Caca, silahlı milislerin silahsızlandırılmasını öngören 1559 sayılı kararın uygulanması çağrısında bulunduğu için aldığı bazı eleştirilere şöyle yanıt verdi: “Bu 20 yıldır bizim mantığımız, yeni bir mantık değil. Bu söylemi benimsemekte geç kalanlar devleti yönetenler. Savaşı durdurmak için önerimizi sunduk ama beğenmediler. Bize kendi önerilerini sunsunlar. Lübnan'da halen savaşın nasıl sona erdirileceğini tartışacak bir uluslararası temsilci yok. Dolayısıyla bu yıkıcı savaşı durdurmak için harekete geçmek bize düşüyor.”

‘Lübnan'da herhangi bir tarafın niyetini görmediği için’ iç barıştan korkmadığını vurgulayan Caca, “Bu, özellikle Lübnan halkının yaklaşık yarısının yerinden edilmesi nedeniyle bazı sorunların ortaya çıkmasını engellemiyor. Ancak bu, ordu ve güvenlik güçlerinin kontrol edebileceği ve önleyebileceği bir şey. Mevcut mülteci krizi hiç de 2006'daki gibi değil. Bu kriz aylarca sürebilir ve ciddi bir sosyal krize yol açabilir” şeklinde konuştu.
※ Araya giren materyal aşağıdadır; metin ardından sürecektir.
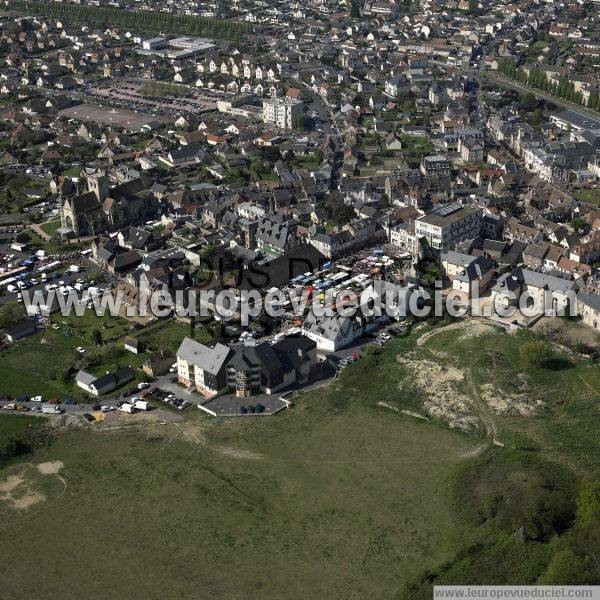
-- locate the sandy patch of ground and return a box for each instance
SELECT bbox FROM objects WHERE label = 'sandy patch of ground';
[458,319,498,341]
[397,355,479,431]
[212,446,263,460]
[38,460,64,475]
[0,473,46,510]
[479,383,544,417]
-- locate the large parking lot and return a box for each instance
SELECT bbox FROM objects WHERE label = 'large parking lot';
[88,79,228,120]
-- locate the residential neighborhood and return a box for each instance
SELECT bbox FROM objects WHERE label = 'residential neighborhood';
[0,0,600,600]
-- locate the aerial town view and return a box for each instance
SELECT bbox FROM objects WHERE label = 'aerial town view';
[0,0,600,600]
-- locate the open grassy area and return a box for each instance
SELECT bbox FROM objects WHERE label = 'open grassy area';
[575,189,600,205]
[40,217,60,236]
[52,310,132,343]
[0,396,468,599]
[0,321,600,600]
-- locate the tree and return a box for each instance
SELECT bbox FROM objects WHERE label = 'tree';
[15,231,31,244]
[519,92,538,112]
[92,329,102,346]
[0,302,25,329]
[519,340,554,367]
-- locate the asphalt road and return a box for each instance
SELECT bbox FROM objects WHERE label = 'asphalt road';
[484,73,600,119]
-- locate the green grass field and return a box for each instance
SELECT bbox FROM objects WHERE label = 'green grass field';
[0,324,600,600]
[40,219,60,236]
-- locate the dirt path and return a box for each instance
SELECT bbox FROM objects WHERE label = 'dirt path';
[417,321,465,346]
[461,369,504,458]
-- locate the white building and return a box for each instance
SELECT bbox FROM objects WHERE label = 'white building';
[263,96,304,129]
[415,204,483,250]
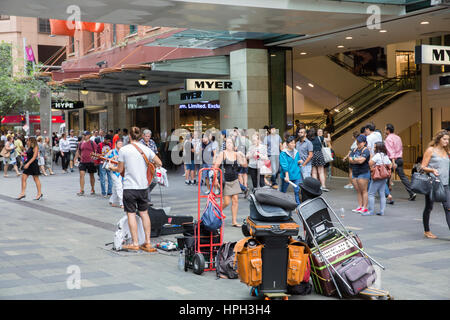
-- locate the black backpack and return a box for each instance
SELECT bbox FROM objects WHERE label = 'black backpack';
[216,242,238,279]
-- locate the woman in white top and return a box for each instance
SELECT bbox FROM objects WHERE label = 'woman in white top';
[247,133,269,189]
[59,133,70,173]
[368,142,392,216]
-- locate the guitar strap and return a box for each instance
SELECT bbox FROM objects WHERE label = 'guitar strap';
[131,142,155,185]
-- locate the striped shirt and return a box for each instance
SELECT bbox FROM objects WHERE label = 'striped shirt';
[67,137,78,151]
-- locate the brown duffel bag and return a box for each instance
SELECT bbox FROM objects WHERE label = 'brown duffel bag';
[234,237,264,287]
[287,238,311,286]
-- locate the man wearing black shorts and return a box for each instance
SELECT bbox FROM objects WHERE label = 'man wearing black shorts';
[74,131,97,196]
[112,127,162,252]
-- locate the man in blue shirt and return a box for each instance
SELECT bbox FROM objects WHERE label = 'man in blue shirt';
[295,128,314,179]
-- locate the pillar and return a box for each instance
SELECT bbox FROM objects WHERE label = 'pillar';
[220,48,269,130]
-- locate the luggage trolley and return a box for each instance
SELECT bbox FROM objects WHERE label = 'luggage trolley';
[296,196,393,299]
[178,168,223,275]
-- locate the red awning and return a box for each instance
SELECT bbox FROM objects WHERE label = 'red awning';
[1,116,65,124]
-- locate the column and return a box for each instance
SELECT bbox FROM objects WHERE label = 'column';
[220,48,269,130]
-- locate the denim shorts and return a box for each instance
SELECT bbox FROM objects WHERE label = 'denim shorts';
[352,171,370,180]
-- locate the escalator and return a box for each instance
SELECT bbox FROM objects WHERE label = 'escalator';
[307,78,416,140]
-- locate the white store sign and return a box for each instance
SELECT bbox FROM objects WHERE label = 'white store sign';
[415,44,450,65]
[185,79,241,91]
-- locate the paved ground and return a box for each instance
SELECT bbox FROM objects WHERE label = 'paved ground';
[0,164,450,300]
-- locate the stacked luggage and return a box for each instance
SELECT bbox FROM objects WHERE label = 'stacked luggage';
[234,187,310,295]
[296,178,392,299]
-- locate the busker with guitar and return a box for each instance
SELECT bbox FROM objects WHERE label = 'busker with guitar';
[110,127,162,252]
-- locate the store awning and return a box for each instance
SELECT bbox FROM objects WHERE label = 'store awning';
[48,56,230,93]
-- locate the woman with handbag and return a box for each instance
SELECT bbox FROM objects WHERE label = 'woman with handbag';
[349,134,370,213]
[214,137,247,228]
[368,142,392,216]
[422,130,450,239]
[17,137,43,200]
[308,128,330,192]
[1,135,21,178]
[247,133,272,189]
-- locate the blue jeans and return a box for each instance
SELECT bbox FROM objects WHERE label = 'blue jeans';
[98,164,113,196]
[281,179,302,204]
[368,179,387,214]
[300,164,312,180]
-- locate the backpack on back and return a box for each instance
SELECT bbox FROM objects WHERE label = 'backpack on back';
[216,242,238,279]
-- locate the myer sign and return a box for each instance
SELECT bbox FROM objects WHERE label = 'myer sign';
[415,44,450,65]
[185,79,241,91]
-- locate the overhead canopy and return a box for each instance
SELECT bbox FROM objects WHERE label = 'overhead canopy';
[49,56,230,93]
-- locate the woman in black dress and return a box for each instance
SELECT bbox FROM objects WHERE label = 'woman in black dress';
[17,137,43,200]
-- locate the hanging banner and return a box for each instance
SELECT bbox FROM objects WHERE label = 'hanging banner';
[415,44,450,65]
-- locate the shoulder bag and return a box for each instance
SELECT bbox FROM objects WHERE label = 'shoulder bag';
[131,143,155,185]
[411,170,433,195]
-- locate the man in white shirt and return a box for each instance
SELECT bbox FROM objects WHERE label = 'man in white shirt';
[365,123,383,156]
[112,127,162,252]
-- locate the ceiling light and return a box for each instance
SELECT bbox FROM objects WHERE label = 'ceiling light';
[138,76,148,86]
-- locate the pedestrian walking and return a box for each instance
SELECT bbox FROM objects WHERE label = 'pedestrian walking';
[36,136,47,176]
[308,128,330,192]
[368,142,392,216]
[2,135,21,177]
[349,134,370,213]
[59,133,70,173]
[67,129,78,172]
[17,137,44,200]
[342,131,360,189]
[75,131,97,196]
[247,133,269,190]
[106,139,123,209]
[214,137,247,228]
[43,137,55,175]
[97,135,113,198]
[112,127,162,252]
[422,130,450,239]
[384,123,417,201]
[280,136,302,205]
[295,128,314,180]
[264,125,283,189]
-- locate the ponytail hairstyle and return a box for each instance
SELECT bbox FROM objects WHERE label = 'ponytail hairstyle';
[130,127,141,141]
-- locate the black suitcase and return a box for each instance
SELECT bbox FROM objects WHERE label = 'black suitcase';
[148,207,194,238]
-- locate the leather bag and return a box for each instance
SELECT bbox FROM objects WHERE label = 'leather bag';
[430,175,447,202]
[370,164,391,181]
[411,171,433,195]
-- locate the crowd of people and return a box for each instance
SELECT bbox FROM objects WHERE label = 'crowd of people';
[0,121,450,238]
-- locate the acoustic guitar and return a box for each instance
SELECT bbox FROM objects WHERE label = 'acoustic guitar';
[91,152,155,185]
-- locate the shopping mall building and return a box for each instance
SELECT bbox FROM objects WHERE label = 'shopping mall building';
[0,0,450,163]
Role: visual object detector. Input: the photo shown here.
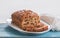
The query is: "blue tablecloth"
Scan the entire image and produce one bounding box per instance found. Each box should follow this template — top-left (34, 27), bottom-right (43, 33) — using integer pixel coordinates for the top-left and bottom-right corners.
top-left (0, 23), bottom-right (60, 37)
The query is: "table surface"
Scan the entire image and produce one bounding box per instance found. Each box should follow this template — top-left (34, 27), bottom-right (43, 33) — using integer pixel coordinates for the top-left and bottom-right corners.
top-left (0, 23), bottom-right (60, 37)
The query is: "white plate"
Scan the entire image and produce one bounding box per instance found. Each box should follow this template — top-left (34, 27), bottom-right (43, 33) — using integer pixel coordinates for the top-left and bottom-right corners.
top-left (7, 19), bottom-right (51, 34)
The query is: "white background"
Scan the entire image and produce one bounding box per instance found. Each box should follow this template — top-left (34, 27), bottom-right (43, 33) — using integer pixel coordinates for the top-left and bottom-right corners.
top-left (0, 0), bottom-right (57, 20)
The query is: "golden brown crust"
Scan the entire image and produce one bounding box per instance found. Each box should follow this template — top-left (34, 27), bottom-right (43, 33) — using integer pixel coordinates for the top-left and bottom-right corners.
top-left (11, 10), bottom-right (48, 32)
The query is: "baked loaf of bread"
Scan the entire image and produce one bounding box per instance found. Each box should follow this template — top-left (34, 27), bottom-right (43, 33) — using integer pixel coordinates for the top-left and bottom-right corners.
top-left (11, 10), bottom-right (48, 32)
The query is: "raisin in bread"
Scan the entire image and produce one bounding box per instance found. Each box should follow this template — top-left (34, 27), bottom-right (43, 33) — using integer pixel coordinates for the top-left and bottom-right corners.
top-left (11, 10), bottom-right (48, 32)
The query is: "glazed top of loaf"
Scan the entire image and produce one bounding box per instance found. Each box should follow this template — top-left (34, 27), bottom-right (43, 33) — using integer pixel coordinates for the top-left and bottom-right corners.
top-left (12, 10), bottom-right (39, 20)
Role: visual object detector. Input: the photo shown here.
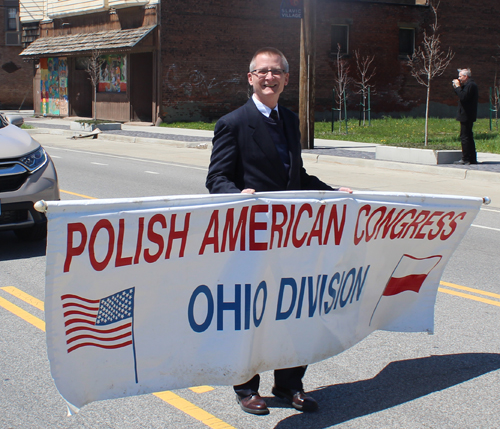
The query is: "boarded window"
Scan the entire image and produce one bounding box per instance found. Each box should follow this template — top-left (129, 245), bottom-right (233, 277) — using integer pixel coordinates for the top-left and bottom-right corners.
top-left (331, 25), bottom-right (349, 55)
top-left (399, 28), bottom-right (415, 56)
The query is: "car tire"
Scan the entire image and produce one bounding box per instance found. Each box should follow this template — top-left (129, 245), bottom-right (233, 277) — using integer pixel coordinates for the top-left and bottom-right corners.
top-left (14, 222), bottom-right (47, 241)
‘Savaşın sona ermesinden sonra Hizbullah'ın iç bölgelere gerilemesinden’ korkmadığını belirten Caca, “Savaş bittikten sonra, nasıl biterse bitsin, savaştan önce Lübnan'da var olan duruma dönmek söz konusu olamaz. Bu durumun bizi nereye getirdiğini gördük ve devamını kabul edemeyiz. Kararın devletin dışında olduğu ve Hizbullah'ın barış ve savaş kararlarını aldığı bu muğlak durumu kabul edemeyiz. Bunun bizi nereye götürdüğünü gördük” ifadelerini kullandı.

Boşalan cumhurbaşkanlığı

Yaklaşık iki yıldır boş olan cumhurbaşkanlığı konusunda ise Caca, “Meclis Başkanı Nebih Berri cumhurbaşkanını seçmemiz gerektiği görüşündeydi, ancak İranlıların gelişinden sonra fikrini değiştirdi. Şimdi ateşkesten önce bir cumhurbaşkanı seçemeyeceğimiz konuşuluyor” dedi.

Caca ‘seçimlerin dayandırılması gereken koşulları’ özetleyerek, ‘herhangi bir adayın öncelikle Taif Anlaşması’na, ikinci olarak da uluslararası kararlara bağlı olması gerektiğini’ ileri sürdü. Caca, ‘ateşkesi sağlamanın en hızlı yolunun bir cumhurbaşkanı seçmek olduğu’ görüşünü yineledi.